Detrás de este vestido se esconde una historia curiosa que quiero contar. El diseño lo imaginé con mucha facilidad cuando empecé a coser, con la ayuda de mi madre. Ella me ayudó a hacer realidad las ideas que salían de mi cabeza. Y a hacer bolsillos por primera vez.

Poco a poco fuimos montando este sencillo vestido de lazos en los hombros que tantas ganas tenía de terminar. Pero por caprichos del destino, me mudé repentinamente a Holanda. Y con este gran cambio en mi vida, dejé mi aprendizaje en la costura y mis proyectos a terminar en España. Por aquellos tiempos usaba la vieja máquina de coser de mi madre: un aparatejo de los 80 pesado y ruidoso, pero que estuvo a la altura de mis manos inexpertas. A día de hoy sigue en marcha.

No fue hasta uno de mis viajes exprés de vuelta a casa que decidí ponerme manos a la obra. Y terminar este vestido celeste que mi madre no había querido terminar por mi. Gracias. En el fondo, me daba pena haberlo dejado olvidado durante tanto tiempo. Tan solo le faltaba abrir los ojales de la espalda y coser los botones. El resto estaba todo hecho.

El invierno me impidió usarlo, debía esperar a días más cálidos. Mi vestido hecho a mano se coló en mi maleta y se vino a Holanda, pero no ha sido hasta este verano que he decidido sacarlo del armario. Había intentado combinarlo en anteriores ocasiones, pero nunca encontré el momento. Era una asignatura pendiente.

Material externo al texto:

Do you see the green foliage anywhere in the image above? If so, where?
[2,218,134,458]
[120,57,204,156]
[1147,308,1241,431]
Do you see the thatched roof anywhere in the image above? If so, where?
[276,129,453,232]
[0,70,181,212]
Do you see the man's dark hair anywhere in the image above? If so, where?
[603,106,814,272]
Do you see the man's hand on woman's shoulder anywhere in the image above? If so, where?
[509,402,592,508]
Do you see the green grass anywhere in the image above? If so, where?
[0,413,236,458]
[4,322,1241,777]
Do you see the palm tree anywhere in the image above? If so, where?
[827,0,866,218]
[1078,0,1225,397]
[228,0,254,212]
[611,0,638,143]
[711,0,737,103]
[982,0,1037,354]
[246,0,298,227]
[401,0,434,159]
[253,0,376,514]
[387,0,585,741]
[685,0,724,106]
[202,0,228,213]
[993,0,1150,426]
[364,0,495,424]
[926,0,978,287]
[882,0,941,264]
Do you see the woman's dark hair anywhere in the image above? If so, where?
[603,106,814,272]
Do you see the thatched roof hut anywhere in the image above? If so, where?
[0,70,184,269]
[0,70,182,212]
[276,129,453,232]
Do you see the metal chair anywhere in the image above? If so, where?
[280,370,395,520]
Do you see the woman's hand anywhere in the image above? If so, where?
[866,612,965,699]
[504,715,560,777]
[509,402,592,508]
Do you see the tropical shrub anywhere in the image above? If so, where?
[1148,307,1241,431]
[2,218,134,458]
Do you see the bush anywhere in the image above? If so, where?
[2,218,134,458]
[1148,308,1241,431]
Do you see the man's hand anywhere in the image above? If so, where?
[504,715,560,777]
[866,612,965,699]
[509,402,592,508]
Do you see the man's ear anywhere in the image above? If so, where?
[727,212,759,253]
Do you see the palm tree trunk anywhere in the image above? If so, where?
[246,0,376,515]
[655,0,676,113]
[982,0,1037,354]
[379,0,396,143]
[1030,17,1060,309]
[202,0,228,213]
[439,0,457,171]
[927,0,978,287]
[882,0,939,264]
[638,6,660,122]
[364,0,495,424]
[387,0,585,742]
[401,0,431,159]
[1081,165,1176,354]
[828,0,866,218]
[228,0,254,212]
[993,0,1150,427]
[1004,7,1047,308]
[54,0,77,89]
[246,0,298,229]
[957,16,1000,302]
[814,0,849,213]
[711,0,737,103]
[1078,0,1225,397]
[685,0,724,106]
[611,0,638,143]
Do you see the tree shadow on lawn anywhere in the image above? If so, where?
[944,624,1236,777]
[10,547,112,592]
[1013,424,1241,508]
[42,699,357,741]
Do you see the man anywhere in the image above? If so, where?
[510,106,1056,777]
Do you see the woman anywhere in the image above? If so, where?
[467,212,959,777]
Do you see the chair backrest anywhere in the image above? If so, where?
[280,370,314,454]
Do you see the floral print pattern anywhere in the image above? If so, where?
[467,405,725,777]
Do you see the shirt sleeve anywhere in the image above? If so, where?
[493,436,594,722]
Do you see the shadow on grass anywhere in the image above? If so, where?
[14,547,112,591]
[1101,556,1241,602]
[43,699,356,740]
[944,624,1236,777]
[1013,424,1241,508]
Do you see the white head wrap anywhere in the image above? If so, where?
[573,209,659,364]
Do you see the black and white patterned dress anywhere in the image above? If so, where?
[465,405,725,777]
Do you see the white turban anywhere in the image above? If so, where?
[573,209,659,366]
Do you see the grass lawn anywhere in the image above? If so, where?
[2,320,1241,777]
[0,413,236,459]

Mi sorpresa fue ver cómo este vestido que tanto me había costado terminar y que tanto tiempo se había llevado guardado, de repente encajaba. Una mañana soleada me decidí a sacarlo y me hizo inmensamente feliz. Por fin todo tenía sentido.

Never stop doing what makes you happy…

De buenas a primeras cogí mi maleta  y volé, sin saber cuando regresaría. Muchas cosas quedaron por hacer, pero nunca es tarde.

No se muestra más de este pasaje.